The security and compliance numbers are equally notable. Binance’s controls reportedly prevented $6.69 billion in potential fraud and scam losses affecting 5.4 million users in 2025. The exchange processed over 71,000 law enforcement requests, supported the confiscation of approximately $131 million linked to illicit activity, and conducted 160+ law enforcement training sessions globally.
The exchange also became the first global crypto platform to receive full authorization under Abu Dhabi Global Market’s (ADGM) regulatory framework.
India’s evolving regulatory landscape
The context in which Binance received these awards is itself telling.

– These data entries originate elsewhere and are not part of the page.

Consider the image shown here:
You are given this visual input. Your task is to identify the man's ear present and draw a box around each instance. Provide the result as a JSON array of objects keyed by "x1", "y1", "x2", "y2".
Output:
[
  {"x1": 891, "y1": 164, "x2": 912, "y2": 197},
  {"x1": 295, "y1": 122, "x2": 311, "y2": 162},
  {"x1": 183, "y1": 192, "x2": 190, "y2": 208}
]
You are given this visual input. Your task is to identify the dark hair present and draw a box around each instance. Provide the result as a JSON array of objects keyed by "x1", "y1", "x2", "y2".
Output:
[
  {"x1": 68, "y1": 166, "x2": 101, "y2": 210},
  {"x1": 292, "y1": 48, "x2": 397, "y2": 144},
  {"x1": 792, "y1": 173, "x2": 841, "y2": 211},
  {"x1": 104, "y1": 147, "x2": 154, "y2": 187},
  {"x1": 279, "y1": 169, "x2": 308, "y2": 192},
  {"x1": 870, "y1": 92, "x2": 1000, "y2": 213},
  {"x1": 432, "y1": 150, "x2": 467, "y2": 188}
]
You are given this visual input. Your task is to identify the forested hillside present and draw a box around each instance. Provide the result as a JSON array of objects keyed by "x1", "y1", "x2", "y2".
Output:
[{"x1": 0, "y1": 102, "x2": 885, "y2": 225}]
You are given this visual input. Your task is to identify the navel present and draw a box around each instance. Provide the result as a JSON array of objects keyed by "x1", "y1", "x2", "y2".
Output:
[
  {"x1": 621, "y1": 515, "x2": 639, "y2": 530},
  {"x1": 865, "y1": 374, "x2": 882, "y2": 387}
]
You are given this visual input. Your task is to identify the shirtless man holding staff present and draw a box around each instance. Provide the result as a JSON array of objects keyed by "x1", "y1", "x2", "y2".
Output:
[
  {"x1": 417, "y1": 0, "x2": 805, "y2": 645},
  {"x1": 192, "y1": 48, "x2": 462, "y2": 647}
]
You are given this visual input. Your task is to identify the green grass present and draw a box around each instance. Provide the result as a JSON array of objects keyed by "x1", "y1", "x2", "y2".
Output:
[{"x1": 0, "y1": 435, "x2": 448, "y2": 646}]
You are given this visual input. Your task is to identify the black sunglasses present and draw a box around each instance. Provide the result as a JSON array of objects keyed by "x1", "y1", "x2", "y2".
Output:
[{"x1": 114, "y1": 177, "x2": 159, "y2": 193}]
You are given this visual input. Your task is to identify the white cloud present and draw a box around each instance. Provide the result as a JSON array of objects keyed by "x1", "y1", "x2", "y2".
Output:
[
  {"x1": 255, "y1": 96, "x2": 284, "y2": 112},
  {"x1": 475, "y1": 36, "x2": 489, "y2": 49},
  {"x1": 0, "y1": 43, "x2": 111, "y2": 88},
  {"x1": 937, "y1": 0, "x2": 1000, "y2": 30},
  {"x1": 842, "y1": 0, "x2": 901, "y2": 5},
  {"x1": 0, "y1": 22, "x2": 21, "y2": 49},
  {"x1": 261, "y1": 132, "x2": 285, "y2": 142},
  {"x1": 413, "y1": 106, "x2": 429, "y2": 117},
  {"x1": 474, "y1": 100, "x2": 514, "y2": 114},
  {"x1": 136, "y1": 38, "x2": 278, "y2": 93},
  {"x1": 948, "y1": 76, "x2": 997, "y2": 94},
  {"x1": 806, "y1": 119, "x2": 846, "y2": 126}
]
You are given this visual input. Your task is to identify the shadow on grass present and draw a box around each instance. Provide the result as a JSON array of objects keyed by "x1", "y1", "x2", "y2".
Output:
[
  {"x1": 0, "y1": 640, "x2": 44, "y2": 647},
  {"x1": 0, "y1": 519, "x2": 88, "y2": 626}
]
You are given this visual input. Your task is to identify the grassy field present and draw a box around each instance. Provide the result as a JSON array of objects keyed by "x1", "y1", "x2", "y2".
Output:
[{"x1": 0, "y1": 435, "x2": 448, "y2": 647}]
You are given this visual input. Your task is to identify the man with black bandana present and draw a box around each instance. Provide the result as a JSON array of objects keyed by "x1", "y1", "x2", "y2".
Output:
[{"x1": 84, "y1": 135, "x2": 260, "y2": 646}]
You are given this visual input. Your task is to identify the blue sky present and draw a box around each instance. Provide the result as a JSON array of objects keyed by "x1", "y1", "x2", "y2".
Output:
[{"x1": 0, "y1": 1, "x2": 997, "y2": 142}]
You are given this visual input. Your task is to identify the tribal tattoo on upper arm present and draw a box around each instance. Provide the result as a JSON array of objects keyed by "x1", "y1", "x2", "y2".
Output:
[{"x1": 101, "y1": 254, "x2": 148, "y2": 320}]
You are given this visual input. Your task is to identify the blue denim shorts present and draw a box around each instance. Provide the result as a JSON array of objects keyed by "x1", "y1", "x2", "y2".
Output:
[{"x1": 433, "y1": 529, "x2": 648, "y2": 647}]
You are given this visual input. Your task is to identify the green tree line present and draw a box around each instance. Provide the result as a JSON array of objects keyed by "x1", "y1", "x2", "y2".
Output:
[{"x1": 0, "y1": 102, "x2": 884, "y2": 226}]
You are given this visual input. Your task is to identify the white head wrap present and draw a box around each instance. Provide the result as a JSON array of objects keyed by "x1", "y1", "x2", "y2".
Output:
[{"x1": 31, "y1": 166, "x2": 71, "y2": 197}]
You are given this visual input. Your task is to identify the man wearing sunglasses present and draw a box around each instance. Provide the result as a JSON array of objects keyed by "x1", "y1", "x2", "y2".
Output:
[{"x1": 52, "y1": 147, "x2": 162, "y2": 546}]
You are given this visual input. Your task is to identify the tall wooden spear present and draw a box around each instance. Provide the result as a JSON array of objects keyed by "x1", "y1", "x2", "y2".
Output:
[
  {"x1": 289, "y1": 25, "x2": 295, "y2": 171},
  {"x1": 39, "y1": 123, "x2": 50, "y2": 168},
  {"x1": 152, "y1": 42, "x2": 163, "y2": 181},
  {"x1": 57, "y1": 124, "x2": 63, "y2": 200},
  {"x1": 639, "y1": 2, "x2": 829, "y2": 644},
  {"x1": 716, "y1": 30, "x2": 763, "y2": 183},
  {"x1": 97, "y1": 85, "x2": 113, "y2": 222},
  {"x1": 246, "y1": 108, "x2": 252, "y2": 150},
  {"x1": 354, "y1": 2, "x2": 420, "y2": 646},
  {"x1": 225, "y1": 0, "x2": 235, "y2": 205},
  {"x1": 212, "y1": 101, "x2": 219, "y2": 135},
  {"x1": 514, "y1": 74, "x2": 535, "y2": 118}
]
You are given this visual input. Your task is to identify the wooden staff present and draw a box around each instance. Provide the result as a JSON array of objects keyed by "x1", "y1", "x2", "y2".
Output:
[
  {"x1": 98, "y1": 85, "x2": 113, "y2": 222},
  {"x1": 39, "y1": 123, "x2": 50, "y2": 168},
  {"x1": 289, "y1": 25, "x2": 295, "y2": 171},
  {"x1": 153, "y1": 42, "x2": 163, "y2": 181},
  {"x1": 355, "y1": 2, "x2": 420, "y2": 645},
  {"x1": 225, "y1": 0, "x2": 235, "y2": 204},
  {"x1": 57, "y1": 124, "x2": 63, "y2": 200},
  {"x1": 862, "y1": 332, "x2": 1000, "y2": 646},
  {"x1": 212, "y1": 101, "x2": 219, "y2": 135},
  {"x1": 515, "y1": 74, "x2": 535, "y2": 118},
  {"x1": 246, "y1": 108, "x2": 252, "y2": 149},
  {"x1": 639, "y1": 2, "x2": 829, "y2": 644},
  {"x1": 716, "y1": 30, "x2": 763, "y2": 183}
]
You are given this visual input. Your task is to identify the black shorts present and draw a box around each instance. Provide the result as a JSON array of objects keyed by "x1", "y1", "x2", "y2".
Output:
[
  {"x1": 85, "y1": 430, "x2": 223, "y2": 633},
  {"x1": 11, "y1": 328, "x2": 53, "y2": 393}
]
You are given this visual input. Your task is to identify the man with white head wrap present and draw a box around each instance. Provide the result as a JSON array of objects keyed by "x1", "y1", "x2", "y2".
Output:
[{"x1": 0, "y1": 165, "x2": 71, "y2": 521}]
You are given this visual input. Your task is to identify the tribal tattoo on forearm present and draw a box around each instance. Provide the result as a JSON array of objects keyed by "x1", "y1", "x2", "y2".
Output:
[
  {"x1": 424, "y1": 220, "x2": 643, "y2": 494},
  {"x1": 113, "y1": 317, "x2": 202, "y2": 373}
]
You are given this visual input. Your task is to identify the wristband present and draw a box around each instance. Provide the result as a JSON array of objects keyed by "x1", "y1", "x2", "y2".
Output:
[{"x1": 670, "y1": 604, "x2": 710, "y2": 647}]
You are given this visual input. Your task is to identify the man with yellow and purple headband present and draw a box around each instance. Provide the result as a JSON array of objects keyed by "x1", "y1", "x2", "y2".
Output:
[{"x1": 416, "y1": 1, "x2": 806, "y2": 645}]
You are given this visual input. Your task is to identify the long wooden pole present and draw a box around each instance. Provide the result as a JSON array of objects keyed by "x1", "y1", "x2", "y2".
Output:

India’s approach to virtual digital assets has shifted from outright hostility to a structured, compliance-driven framework. Crypto exchanges operating in India must now register with FIU-IND, comply with PMLA regulations, enforce stricter KYC norms, including Aadhaar-linked e-KYC, live selfie verification, and geographical tracking, and operate within the 30% flat tax on VDA profits and 1% TDS framework.
In March 2026, the CBDT’s Notification No. 19/2026 expanded the definition of financial assets to formally include crypto-assets, CBDCs, and electronic money products under FATCA/CRS reporting, retroactive to January 1, 2026. The country is also preparing to adopt the OECD’s Crypto-Asset Reporting Framework (CARF) by April 2027.
Meanwhile, India’s tax authorities have flagged over 44,000 taxpayers for failing to disclose crypto transactions, cross-referencing data from exchanges like Binance, bank inflows, and global reporting frameworks.
The fact that a mainstream Indian business platform like Entrepreneur India now has a “Digital Assets Exchange of the Year” category in its awards lineup says something about how far the normalization of crypto has come, even as the regulatory screws tighten.
The bigger picture
Binance’s arc in India, from show-cause notice to award stage in roughly 28 months, mirrors a broader pattern playing out across the global crypto industry. Exchanges that were once treated as regulatory outliers are now positioning themselves as compliance-first financial infrastructure. Whether that repositioning reflects a genuine structural shift or strategic brand management is a question the market will continue to debate.
What is harder to debate is the signal this sends about India’s relationship with global crypto platforms. A country that was seriously considering an outright crypto ban as recently as 2021, that blocked nine exchanges in 2024, and that maintains some of the world’s most punishing crypto tax policies, has now created an environment where the world’s largest exchange can operate legally, comply with local law, and receive industry recognition from a mainstream business forum.
For the Indian crypto ecosystem, that is the real story.